This evening, be on the lookout for one of the brightest stars in the sky. It is so shiny that each year in northern autumn, people in the Northern Hemisphere ask us about a flashy star, sparkling with red and green flashes. You can spot it low in the north-eastern sky at nighttime or evening hours as seen from mid-northern areas. The star is probably Capella – а golden star.
Moreover, if you could fly to space, you’d notice that Capella is actually two golden stars, each with nearly the same surface temperature as our local star, the sun. However, each one of them is bigger and brighter than our sun.
Capella is in the constellation of Auriga the Charioteer, but it has been called the Goat Star since ancient times. You could spot it by looking northeast from the latitude of the Northern Hemisphere. The best chance for this is the evening hours in October. Capella climbs up in the nighttime. So, this month, a few hours before dawn, it will be high above.
We have a golden beam of light that shines red and green when it’s low in the sky. But the question is, how does that happen?
The truth is, every star in the sky experiences the same process as Capella, creating its vibrant twinkling. Therefore, a star’s light must glow through Earth’s atmosphere before it enters our eyes.
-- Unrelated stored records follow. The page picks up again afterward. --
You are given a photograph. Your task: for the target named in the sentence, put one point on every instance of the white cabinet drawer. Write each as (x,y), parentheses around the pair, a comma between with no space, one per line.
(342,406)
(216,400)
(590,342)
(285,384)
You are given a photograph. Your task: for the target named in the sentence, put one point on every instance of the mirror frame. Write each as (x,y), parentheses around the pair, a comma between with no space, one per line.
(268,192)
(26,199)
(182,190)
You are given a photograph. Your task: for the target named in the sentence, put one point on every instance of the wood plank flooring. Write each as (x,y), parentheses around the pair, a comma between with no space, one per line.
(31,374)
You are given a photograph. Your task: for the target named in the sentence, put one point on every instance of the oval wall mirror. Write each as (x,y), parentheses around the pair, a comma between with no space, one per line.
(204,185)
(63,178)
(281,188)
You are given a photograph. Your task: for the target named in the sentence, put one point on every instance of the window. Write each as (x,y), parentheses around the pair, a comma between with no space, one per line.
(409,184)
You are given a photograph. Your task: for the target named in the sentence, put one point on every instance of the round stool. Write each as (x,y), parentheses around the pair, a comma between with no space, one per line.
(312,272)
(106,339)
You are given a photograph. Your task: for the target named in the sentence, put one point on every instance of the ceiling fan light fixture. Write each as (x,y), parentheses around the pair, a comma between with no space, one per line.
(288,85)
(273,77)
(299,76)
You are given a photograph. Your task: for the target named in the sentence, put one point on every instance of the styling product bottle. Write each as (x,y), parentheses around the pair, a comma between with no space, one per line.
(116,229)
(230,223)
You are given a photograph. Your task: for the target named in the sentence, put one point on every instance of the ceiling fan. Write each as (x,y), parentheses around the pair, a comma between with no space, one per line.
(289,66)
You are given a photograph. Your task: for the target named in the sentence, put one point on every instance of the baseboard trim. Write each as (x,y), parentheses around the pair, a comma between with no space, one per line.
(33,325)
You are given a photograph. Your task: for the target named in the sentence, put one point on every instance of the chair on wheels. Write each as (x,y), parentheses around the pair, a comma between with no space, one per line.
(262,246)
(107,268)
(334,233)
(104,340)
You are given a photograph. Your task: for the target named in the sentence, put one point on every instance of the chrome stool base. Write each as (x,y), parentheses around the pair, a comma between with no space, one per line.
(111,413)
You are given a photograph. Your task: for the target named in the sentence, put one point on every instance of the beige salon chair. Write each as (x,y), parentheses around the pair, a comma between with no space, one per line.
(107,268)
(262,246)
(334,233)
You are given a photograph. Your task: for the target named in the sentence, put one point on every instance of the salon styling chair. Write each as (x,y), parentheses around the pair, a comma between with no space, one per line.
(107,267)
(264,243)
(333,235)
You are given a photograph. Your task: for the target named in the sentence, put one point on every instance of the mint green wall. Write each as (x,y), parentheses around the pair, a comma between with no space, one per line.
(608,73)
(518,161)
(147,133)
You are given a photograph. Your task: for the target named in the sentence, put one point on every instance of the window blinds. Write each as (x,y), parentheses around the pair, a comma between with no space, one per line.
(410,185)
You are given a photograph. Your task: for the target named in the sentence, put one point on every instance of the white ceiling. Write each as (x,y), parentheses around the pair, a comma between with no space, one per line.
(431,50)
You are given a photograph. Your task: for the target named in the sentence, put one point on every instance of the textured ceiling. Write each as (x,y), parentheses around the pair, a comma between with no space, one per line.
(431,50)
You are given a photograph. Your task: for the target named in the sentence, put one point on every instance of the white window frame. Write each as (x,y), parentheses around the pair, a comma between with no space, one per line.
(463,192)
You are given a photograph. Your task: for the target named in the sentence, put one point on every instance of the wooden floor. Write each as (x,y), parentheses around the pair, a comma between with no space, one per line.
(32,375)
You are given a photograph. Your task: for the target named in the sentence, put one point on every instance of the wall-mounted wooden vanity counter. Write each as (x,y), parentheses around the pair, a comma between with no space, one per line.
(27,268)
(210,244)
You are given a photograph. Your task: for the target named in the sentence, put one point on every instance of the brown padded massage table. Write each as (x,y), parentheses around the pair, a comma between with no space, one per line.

Not every star shines as visibly as Capella. The flashes are occurring because, at this time of year, Capella is low in the sky in the evening. So, when you look at an object that is low in the sky, you look at more atmosphere than when the same thing is above.
The atmosphere separates or “refracts” the light of the star, just like the prism breaks the sunlight.
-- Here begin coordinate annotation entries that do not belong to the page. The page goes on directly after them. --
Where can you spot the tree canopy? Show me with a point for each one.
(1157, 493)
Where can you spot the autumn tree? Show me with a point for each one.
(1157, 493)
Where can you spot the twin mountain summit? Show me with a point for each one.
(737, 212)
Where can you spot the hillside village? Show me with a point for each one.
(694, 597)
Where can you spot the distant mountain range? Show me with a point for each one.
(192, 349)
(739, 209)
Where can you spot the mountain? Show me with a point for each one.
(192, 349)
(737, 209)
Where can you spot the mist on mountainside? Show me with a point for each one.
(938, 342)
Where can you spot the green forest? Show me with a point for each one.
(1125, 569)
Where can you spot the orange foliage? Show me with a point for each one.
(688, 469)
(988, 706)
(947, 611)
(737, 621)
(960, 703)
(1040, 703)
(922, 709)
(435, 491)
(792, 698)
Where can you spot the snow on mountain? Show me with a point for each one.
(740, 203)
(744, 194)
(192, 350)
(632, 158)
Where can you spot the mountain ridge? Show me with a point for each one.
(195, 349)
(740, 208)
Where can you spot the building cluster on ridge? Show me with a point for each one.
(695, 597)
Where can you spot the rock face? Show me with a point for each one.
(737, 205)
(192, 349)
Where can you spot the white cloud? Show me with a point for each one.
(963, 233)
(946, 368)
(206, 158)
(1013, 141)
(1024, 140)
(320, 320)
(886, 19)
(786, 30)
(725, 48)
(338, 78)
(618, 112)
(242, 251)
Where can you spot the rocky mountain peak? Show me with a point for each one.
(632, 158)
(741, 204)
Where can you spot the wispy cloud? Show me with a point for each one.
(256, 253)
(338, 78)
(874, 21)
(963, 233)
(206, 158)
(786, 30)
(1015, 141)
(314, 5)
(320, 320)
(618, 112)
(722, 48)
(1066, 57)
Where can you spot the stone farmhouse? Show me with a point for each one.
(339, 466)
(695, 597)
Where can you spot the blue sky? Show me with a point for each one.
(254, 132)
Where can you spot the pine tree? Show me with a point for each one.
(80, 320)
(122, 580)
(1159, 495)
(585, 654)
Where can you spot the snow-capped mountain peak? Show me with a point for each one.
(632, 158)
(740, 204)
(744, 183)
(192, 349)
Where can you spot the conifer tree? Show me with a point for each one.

So that’s where the red and green flashes of Capella come from; not from the directly from the star, but from the refraction of the light by our atmosphere. However, when Capella is higher up in the sky, you will not be able to see these red and green flashes.
You may ask yourself, why are these color flashes so visible with Capella? The explanation is that it’s simply a bright star. More precisely, the sixth brightest star in Earth’s sky, not counting our sun.
To sum up: You will be able to see a bright star, which is likely Capella, twinkling with red and green flashes if you live in the Northern Hemisphere of our planet. The best time for this would be October evenings – you will catch it low in the northeastern sky.